I’m working on the same thing but i don’t have any good number to share yet. But here is what I have found out so far.
To start with, I’m running Loki in Amazon EKS, using S3 as storage. I use the official Grafana loki-distributed helm chart to deploy everything so far.
For my setup it I would first have to know the size of my plain text logs to be able to predict Loki storage requirements.
Once you know that, you can make some calculations based on which chunk_encoding method you use.
Depending on the compression used (we have been using snappy which has less compressibility but faster performance), you need 5-10x or 7.5-10MB of raw log data to fill a 1.5MB chunk.

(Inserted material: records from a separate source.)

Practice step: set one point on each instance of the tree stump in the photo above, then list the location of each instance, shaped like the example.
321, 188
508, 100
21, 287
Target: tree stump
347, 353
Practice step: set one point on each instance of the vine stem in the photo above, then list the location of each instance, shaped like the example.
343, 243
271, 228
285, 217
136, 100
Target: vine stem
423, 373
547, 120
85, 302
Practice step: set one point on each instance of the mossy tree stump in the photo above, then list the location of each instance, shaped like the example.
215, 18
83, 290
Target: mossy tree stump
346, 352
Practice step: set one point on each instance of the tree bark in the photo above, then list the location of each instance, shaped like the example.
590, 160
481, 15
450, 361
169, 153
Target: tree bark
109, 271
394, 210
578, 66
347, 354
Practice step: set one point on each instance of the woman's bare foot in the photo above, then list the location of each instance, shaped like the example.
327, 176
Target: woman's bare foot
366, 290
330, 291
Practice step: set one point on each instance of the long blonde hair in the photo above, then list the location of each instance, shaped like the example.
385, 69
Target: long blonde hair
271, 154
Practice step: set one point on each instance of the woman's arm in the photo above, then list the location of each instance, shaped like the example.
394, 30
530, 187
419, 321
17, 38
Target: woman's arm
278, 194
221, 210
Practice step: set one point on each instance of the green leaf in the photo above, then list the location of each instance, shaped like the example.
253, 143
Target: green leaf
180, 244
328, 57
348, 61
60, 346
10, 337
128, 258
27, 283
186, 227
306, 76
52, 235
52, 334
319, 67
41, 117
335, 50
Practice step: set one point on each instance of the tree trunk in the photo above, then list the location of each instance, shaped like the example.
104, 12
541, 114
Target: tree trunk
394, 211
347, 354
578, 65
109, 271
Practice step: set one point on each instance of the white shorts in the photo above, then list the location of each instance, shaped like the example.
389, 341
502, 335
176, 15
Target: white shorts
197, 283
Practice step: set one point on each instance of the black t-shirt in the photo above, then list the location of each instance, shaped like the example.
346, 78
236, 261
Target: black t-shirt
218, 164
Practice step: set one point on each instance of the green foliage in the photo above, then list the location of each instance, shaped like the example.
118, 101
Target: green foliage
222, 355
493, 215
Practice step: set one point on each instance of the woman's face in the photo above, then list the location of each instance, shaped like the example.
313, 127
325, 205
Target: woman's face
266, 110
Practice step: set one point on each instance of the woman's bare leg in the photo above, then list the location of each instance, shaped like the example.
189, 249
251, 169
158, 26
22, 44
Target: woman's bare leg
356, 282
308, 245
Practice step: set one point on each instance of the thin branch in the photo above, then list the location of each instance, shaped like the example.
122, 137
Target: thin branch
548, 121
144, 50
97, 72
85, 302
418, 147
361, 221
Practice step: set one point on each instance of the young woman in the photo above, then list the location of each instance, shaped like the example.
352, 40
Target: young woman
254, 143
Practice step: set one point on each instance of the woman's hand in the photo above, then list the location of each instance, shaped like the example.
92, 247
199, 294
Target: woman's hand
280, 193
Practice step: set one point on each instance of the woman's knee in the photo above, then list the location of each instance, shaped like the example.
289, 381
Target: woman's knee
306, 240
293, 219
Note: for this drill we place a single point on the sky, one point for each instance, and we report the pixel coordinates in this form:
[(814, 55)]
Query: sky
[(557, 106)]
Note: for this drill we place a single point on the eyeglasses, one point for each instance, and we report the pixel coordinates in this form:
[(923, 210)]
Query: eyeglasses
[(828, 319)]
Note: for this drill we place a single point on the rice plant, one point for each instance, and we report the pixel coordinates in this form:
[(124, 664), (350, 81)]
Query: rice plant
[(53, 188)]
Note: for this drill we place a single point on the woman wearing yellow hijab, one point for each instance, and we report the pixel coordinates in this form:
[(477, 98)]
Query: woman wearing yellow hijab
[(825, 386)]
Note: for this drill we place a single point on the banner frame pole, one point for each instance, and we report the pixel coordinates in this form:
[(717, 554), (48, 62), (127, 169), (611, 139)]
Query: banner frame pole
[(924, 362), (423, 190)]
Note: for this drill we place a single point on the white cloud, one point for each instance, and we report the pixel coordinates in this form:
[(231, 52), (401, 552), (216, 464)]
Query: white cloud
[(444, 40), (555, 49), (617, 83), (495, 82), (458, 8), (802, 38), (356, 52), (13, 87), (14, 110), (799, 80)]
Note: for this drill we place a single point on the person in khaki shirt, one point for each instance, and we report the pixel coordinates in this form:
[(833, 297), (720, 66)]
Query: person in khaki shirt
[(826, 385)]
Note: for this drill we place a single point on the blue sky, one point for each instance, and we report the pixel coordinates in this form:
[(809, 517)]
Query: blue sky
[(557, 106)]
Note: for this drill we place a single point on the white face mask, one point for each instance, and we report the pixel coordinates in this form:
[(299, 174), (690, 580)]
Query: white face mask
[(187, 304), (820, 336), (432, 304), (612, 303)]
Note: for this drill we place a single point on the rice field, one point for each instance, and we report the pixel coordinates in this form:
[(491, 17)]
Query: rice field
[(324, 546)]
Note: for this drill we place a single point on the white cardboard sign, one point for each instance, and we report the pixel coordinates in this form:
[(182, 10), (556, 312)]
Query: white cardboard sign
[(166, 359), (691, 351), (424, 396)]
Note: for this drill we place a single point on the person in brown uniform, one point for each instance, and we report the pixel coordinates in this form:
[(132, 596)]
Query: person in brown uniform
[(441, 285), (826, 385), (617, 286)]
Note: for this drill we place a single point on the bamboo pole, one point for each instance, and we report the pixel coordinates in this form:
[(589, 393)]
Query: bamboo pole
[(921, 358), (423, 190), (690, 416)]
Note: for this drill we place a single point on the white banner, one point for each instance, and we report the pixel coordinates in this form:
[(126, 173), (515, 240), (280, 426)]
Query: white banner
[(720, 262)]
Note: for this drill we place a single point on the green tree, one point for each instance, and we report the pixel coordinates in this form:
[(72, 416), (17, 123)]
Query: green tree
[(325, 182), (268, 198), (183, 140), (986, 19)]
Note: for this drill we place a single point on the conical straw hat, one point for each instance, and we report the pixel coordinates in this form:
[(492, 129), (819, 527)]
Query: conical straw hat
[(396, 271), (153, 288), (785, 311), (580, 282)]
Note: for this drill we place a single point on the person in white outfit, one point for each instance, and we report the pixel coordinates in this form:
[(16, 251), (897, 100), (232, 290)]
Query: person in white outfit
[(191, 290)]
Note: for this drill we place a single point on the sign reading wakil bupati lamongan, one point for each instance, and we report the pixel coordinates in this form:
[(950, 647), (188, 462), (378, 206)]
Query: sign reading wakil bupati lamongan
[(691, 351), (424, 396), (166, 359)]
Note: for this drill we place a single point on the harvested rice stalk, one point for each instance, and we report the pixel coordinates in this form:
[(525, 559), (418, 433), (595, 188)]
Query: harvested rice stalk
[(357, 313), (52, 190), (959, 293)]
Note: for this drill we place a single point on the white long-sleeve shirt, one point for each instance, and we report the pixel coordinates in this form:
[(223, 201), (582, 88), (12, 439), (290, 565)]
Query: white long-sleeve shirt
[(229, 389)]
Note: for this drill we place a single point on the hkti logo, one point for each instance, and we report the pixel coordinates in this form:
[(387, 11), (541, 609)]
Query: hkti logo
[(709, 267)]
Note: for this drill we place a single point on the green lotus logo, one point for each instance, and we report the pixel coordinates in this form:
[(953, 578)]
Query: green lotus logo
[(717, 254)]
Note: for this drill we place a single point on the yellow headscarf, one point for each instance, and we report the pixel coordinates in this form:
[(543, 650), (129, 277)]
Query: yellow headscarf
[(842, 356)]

Ingestion seems to be very performant and when I was using flog for load testing I had no problems ingesting 7500 Apache logs per second with only one ingester node with minimal CPU and RAM.
The tricky part for me so far is to get the data out of Loki in an effective way. So I’m working on optimizing stream count and chunk size and scaling up queriers.
Over all I have been very impressed by Loki so far.
For now, I’m running Loki only in docker environment for testing purpose. I want to test how everything works because I’m using Prometheus and Loki is very similar.
I tried to aggregate different type of logs, like weblog, audit, mysql, syslog etc… and I’m very happy how all that works.
I want to make production log server with Loki and I ask this on forum because I want to calculate how much resources I need it. I will use local filesystem as storage, maybe some NFS share.
I have about 60-70 servers which need to aggregate logs into Loki, usually that is web servers.